Camp offers healing for horses and children
A unique summer camp offers children battling cancer the opportunity to experience life on a ranch.
Nighthawk Ranch is located in Guffey, about 30 miles west of Cripple Creek.
Tom and Dorothy Evans started designing the ranch 20 years ago, always with a bigger purpose in mind.
Tom Evans lost his mother and brother to cancer. A cancer survivor himself, he says his time on the ranch and bonding with the horses was key in his recovery.
So he and Dorothy worked to open the doors of their ranch to children with cancer who have the first stages of their treatment behind them.
“We do things that they accomplish with their hands, with their minds, with their team. So at the end of the week they can say, ‘Look what I did! Look what I did,'” Tom Evans said.”We preach to them all week long, ‘You can be anything you wanna be. You can do anything you want to do, if you just work hard and never ever ever give up.'”
The Evans teamed up with Justin Dunn four years ago. Dunn trains wild mustangs and abused or abandoned horses.
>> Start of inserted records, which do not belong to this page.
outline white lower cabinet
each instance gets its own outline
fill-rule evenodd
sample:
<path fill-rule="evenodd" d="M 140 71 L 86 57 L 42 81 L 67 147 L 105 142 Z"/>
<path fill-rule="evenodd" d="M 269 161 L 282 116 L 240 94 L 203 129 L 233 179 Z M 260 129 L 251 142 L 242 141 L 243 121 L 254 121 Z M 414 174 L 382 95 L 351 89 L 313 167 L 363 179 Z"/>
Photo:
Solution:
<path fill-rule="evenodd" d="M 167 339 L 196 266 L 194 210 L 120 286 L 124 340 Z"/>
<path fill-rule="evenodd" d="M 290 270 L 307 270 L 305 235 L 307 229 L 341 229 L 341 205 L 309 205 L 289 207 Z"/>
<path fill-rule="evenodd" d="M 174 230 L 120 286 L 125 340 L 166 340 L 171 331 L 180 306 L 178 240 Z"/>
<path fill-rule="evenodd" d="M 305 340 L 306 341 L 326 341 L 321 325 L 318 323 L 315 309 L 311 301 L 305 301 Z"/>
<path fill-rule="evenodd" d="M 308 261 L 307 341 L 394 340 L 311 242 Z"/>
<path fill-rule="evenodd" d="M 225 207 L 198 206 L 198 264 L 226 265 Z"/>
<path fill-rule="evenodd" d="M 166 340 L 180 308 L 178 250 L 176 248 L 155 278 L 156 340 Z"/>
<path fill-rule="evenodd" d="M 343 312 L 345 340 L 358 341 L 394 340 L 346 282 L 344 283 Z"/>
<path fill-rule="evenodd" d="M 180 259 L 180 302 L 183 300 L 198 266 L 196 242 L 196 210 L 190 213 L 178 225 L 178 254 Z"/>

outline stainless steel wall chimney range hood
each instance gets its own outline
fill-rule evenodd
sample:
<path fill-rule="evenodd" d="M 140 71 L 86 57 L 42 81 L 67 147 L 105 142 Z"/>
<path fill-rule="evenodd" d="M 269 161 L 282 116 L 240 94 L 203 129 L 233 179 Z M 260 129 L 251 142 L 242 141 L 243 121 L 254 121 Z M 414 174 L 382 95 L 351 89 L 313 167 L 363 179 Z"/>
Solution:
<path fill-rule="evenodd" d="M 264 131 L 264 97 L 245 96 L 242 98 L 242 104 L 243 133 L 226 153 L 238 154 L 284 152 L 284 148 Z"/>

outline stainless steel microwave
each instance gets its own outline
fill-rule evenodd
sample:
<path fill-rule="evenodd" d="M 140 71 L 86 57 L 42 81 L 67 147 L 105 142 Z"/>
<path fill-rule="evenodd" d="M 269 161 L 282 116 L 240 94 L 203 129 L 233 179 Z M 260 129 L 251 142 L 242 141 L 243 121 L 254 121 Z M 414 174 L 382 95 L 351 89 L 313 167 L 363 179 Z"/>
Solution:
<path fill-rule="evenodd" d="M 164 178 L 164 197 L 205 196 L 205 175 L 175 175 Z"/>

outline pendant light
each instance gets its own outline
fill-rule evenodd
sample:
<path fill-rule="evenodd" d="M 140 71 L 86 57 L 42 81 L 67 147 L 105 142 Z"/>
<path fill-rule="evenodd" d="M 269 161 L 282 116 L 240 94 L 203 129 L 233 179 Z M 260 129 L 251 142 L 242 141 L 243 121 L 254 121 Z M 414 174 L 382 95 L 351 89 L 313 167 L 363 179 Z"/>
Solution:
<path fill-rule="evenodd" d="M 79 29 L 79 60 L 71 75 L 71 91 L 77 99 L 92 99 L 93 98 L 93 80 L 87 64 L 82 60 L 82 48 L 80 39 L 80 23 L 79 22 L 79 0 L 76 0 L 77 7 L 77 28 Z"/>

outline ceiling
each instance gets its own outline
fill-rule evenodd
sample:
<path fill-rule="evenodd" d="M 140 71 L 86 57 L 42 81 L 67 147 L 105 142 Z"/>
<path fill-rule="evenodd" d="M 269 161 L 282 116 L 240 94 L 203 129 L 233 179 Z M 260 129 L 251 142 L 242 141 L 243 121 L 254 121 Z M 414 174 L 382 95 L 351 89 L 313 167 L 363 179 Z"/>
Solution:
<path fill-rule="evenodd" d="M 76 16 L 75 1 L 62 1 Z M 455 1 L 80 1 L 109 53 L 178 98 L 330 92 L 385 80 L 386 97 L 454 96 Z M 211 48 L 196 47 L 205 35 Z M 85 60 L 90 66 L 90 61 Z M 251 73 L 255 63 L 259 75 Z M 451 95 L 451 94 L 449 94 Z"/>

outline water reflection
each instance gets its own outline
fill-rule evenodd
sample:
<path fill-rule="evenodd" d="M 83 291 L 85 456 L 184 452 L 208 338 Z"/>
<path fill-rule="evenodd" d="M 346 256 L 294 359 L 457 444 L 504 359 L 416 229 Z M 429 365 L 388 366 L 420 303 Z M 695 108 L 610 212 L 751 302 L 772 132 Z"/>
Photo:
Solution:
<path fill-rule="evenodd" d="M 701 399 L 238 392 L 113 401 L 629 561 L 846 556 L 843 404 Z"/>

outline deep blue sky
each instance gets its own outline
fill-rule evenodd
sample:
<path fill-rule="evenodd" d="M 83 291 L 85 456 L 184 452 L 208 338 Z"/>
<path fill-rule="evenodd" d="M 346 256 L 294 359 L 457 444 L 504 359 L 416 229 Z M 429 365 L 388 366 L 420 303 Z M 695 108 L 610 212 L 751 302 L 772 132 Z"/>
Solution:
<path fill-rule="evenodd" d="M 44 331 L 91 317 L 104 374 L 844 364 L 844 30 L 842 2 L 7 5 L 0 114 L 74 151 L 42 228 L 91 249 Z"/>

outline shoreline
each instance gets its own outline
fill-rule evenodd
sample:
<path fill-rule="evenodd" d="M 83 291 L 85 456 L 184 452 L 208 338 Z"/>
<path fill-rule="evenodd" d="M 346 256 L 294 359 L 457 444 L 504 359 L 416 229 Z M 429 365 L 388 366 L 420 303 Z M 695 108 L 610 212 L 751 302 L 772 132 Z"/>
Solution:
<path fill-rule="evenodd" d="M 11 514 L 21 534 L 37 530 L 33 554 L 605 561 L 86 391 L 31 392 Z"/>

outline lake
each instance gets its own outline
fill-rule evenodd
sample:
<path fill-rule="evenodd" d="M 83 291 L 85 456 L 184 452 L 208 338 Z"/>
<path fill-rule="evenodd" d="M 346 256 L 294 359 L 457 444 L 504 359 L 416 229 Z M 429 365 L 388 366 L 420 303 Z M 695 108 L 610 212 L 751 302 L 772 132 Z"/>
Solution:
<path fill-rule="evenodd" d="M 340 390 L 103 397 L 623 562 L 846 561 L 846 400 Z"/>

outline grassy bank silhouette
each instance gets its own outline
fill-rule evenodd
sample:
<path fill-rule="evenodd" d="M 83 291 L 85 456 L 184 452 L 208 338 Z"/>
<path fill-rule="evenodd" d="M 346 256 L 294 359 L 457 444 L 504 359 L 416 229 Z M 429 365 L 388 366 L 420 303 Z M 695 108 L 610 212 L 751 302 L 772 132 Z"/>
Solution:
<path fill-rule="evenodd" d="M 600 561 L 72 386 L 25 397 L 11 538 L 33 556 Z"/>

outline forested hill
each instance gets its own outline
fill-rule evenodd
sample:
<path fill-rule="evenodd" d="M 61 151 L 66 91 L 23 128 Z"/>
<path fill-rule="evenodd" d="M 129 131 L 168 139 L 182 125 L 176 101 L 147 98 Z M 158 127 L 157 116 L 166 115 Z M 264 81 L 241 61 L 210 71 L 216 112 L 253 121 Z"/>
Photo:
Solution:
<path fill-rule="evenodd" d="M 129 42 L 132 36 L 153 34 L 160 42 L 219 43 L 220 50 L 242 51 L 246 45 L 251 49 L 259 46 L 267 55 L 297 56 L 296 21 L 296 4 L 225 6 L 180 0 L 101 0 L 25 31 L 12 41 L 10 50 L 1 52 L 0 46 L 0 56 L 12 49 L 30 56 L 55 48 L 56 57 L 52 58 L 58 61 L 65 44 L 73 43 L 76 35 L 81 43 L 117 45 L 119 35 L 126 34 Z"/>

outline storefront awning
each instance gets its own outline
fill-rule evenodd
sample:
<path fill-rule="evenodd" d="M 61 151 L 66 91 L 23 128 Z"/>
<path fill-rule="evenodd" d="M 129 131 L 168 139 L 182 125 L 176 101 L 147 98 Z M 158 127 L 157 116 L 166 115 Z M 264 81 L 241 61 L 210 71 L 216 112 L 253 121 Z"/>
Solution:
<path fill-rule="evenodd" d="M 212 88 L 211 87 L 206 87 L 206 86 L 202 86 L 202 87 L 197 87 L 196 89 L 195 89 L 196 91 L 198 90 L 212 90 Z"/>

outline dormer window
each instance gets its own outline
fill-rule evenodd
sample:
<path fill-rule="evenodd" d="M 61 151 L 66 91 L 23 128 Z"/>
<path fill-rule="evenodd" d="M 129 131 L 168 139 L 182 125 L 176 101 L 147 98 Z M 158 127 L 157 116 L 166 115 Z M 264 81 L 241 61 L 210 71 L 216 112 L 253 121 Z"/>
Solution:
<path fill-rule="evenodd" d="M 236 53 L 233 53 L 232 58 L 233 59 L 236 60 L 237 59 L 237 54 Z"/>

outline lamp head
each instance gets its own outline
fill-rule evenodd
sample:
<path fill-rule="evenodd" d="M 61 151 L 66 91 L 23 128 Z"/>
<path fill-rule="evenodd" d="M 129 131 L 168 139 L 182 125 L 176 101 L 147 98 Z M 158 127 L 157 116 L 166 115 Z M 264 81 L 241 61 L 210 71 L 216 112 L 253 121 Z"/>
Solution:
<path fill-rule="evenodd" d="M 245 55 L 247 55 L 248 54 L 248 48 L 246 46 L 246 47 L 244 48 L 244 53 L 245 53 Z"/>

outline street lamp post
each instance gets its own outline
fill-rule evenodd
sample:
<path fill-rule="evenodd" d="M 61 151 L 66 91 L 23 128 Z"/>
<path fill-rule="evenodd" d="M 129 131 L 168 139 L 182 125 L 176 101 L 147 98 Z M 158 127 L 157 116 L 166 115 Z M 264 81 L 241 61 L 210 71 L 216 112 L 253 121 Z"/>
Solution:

“The BLM horses that I get are untouched, so they’ve never been touched by a human. Just like any wild animal, they’re apprehensive, they’re not sure so we have to earn their trust,” Dunn told KRDO NewsChannel 13.
The rescue horses are more difficult to train, according to Dunn.
“They’re on guard. They don’t like humans. They’ve associated humans with something bad,” Dunn said.”I was paid to take one horse. The others were free. I took them, put them in our training program and here we are today .”
One of the campers, Taylor Jones, 10, told KRDO NewsChannel 13 she found it easier to connect with the girls at her camp. Jones battled a form of blood cancer known as acute myeloid leukemia.
“I kind of connect with them better than I do with kids at my school,” Jones said.”Sometimes I think I’m different from other kids but I realize that I’m not and it’s just a sickness and I’m the same.”